In 2026, AI agents are being widely used. OpenClaw has become a high-frequency efficiency improvement tool for enterprises and developers with its autonomous decision-making and local execution capabilities. However, several authoritative security agencies have recently issued warnings: OpenClaw is facing multi-dimensional security threats from supply chain poisoning to remote control.
When internal employees privately deploy such “shadow AI” assets, and some malicious Skills (plug-ins) have unauthorized theft of core data, traditional border security lines are facing the risk of failure. In response to this situation, NSFOCUS has combined recent actual combat attacks and defenses with sample analysis and judgment, and based on the deep threat intelligence system, it has output three core capability matrices: OpenClawAI supply chain intelligence, OpenClaw compromise intelligence, and OpenClaw phishing intelligence, providing practical support for enterprises to deal with new AI threats by “knowing their source, following their traces, and breaking their chains”.
Risk 1: “AI supply chain poisoning” under the lack of ecological audit
OpenClaw’s scalability is highly dependent on its open Skills ecosystem (such as ClawHub). Monitoring found that due to the lack of a strict code security review mechanism on third-party platforms, attackers can easily implant backdoor plug-ins, resulting in frequent AI supply chain poisoning incidents.

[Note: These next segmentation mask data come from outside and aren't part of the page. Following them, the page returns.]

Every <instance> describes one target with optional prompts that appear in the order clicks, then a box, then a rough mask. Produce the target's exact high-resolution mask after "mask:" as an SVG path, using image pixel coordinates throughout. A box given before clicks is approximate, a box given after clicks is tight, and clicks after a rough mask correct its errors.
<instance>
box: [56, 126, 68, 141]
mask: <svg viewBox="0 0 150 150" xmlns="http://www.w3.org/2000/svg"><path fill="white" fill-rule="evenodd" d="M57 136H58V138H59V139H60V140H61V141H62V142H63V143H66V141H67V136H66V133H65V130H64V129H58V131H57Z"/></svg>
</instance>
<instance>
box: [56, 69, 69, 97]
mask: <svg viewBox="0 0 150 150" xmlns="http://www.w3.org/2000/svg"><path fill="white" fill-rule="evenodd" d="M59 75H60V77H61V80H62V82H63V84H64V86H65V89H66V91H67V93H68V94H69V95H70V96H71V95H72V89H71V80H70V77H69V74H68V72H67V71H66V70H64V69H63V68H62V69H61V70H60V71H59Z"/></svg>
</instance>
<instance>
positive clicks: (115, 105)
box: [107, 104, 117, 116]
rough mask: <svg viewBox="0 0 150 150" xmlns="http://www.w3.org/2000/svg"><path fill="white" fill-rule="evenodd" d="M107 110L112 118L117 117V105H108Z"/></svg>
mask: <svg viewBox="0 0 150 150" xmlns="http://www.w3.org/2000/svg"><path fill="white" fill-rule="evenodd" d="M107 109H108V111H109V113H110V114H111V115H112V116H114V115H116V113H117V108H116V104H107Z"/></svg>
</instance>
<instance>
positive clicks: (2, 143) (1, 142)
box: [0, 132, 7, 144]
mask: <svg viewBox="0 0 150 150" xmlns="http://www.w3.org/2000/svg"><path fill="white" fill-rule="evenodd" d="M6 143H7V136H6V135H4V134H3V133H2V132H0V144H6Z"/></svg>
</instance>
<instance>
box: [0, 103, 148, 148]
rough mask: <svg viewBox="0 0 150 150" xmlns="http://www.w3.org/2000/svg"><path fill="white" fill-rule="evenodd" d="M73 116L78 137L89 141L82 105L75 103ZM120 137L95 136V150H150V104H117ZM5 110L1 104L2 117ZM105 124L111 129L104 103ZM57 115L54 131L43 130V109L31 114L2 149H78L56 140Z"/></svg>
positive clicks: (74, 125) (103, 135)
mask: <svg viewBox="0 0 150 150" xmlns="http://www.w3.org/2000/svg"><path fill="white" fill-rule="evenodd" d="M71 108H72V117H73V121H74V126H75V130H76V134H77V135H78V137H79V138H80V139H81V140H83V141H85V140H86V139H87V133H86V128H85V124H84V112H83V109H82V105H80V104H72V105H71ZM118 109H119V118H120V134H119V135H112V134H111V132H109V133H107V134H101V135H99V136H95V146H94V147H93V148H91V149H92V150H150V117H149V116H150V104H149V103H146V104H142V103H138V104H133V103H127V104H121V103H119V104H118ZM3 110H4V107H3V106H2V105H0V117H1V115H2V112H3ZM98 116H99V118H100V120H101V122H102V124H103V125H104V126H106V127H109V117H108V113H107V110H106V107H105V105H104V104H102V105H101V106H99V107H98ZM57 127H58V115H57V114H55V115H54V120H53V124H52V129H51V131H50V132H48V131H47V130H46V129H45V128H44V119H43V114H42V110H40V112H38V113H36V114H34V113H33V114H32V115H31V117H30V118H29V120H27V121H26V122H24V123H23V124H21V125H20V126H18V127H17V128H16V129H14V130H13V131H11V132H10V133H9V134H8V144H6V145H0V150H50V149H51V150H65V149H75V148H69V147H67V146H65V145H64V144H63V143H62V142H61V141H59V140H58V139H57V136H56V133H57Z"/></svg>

As early as February this year, NSFOCUS Tianyuan Lab issued an early warning report on the risks of malicious Skills on the ClawHub platform:
Continuous tracking shows that although OpenClaw has officially announced the implementation of security governance, as of now, there are still a large number of high-risk plug-ins surviving, and non-technical employees who lack identification capabilities are very likely to inadvertently introduce risks.
Know the Source: OpenClaw AI Supply Chain Intelligence
NSFOCUS relies on a global sample monitoring network to continuously conduct dynamic cleaning and in-depth behavioral analysis of Skills in the mainstream market. At present, NSFOCUS Intelligence has realized the real-time output of high-risk Skills Blacklist (covering key stealing, remote control backdoors and other categories), and sorted out a “Trusted Skills Library” that has been verified for security for enterprises. Enterprises can use this to establish a risk assessment mechanism on the plug-in installation side, cutting off the poisoning path of the AI supply chain from the source.
Risk 2: “Compromise” after the abuse of AI execution capabilities
Once a malicious skill is triggered or the underlying vulnerability is exploited, an OpenClaw instance is declared compromised. Attackers can use the high authority of AI tools to silently execute system commands, steal browser credentials, and even use them as a springboard to launch horizontal penetration into the intranet.
Follow the Traces: OpenClaw Compromise Intelligence
For such high-dimensional attacks, NSFOCUS threat intelligence has extracted and covered high-quality IOCs. At the EDR level, it accurately locates the disk hash of malicious Skills files; at the NDR level, it directly hits the abnormal traffic characteristics of the compromised host actively connecting to the black production C2.
In addition, the research team innovatively incorporated “AI abnormal behavior fingerprints” into the intelligence rule base, and NSFOCUS threat intelligence can be quickly synchronized to local devices through the cloud. When illegal external connections or abnormal process calls occur in the intranet, rapid alarms can be implemented and the source of the compromised host can be traced to eliminate the hidden risks of “shadow AI”.
Risk 3: Induced downloads and phishing attacks
Recent monitoring data shows that black industry gangs are taking advantage of the popularity of OpenClaw to build a large-scale phishing network. Attackers target ordinary business personnel, use SEO to accurately launch high-imitation phishing websites, and trick employees into downloading fake versions of clients bundled with Trojan programs to carry out watering hole attacks.
Break the Chain: OpenClaw Phishing Intelligence
NSFOCUS continues to monitor digital assets and phishing sources involving OpenClaw on the entire network, mapping counterfeit sites and extracting threat intelligence as soon as possible. By linking enterprise border protection equipment, such counterfeit websites are directly identified and blocked on the gateway side to cut off the phishing attack chain.
Building a guardrail for AI applications
The popularity of OpenClaw is inevitable for the development of technology, but its vague trust boundary mechanism is very easy to exploit. At a time when “development and safety are equally important”, facing the “lobster” craze, companies need to focus on their associated security blind spots while enjoying efficiency improvements. The three special intelligence output by NSFOCUS aims to provide full life cycle defense data support for enterprises to deal with AI intelligent agent threats. By accurately identifying risks, extracting high-fidelity IOC and source risk control, a security guardrail is built for the company’s AI applications.